Por otro lado, a muchos de nuestros abuelos les tenían los matrimonios arreglados con cualquier persona. En el caso de mi familia, a mi abuela le organizaron un matrimonio con un negociante de unos cuarenta años que le podía aportar mucho a su familia en ese entonces. Ella era solo una niña. A sus 14 años, preparándose para casarse con un amigo de su papá; un hombre que le daba miedo. Por esta razón, ella se casó con el primer hombre relativamente romántico que encontró. Un militar once años mayor que ella; quien amenazó su vida y la de sus hijos varias veces. En esa época el amor no era mucha opción. Todo funcionaba por conveniencia.
Esa misma abuela me inculcó la clásica idea de “llegar virgen al matrimonio”, pero viéndolo desde su historia, ella se casó a los catorce y dedicó el resto de su vida a un hombre, su única experiencia vagamente romántica. Y nunca supo lo que era enamorarse de alguien sin sentirse obligada a hacerlo.
Mi mamá, quien me dice lo mismo que la abuela, se casó a los veinte años con su primer novio, y estoy segura de que ella se arrepiente de no haber podido disfrutar su juventud. Mi papá le prohibió estudiar lo que ella soñaba: veterinaria. Decía que eso era porque su lugar era en casa, cuidando a su hogar y a sus hijos. Él tampoco es que se involucrara mucho en nuestra crianza. Pero ahora, que tengo 18 años, él intenta esconderme lo más que puede, porque también tengo que ser ese tipo de mujer, enclaustrada. Y si no lo voy a ser, tengo que hacer lo que él me pide, estudiar lo que él quiere y ser parte de sus múltiples negocios sin encontrar mi propia esencia, así como les tocó a mis hermanos.

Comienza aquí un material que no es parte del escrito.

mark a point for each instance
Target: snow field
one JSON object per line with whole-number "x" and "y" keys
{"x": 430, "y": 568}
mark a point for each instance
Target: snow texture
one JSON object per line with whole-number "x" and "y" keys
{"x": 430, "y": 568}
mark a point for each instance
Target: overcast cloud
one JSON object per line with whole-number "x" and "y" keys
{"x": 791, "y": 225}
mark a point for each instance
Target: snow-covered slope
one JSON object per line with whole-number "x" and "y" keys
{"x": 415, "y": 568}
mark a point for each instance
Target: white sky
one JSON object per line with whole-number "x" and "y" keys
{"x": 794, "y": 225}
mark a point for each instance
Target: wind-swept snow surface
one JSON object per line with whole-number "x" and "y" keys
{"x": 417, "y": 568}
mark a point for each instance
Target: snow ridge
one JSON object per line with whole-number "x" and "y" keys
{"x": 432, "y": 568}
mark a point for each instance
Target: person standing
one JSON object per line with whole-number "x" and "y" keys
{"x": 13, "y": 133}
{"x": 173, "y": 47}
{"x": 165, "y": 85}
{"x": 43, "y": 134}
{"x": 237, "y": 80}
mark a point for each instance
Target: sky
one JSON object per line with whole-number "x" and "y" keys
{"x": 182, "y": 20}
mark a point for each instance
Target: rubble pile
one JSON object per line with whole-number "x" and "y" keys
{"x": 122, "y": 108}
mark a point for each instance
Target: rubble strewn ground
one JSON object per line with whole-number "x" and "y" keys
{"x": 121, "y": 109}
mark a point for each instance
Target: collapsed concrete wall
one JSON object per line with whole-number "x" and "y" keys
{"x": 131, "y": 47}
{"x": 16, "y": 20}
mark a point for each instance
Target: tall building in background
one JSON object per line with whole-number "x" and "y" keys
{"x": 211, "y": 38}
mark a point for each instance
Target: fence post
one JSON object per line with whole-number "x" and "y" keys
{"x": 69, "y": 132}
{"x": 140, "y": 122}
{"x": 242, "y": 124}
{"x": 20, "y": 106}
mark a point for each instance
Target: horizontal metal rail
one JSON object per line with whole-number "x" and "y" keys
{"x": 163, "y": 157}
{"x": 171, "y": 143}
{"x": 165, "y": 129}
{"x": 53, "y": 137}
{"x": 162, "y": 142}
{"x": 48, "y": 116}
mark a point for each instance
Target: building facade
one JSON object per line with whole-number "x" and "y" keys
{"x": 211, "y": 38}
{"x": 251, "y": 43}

Yo no quiero eso. No quiero perder la oportunidad de conocerme a mí misma y a más personas. No quiero dedicar mi vida a limpiar una casa y a servirle a un hombre que no sabré si estará ahí para mí en las buenas y en las malas. No quiero gastar mi vida y desperdiciar todo mi esfuerzo para ser la típica mujer sumisa y obediente que mi madre y mi abuela tuvieron que ser.
La vida es muy corta como para amarrarme a un hombre, para seguir con la mentalidad de mis abuelos y mis padres. Muy corta como para quedarme esperando a que llegue un príncipe azul a mantenerme y a darme hijos e hijos sin dejarme vivir mi propia vida y cumplir mis sueños.
En este momento soy la oveja negra de mi casa. Varias relaciones fallidas, una mentalidad completamente distinta y unos sueños que van más allá de tener la familia ideal. No quiero dedicar mi vida a seguir las instrucciones de mi papá, trabajando para que él quede satisfecho. No quiero vivir como las mujeres de antes: vivir para hacer feliz a alguien más.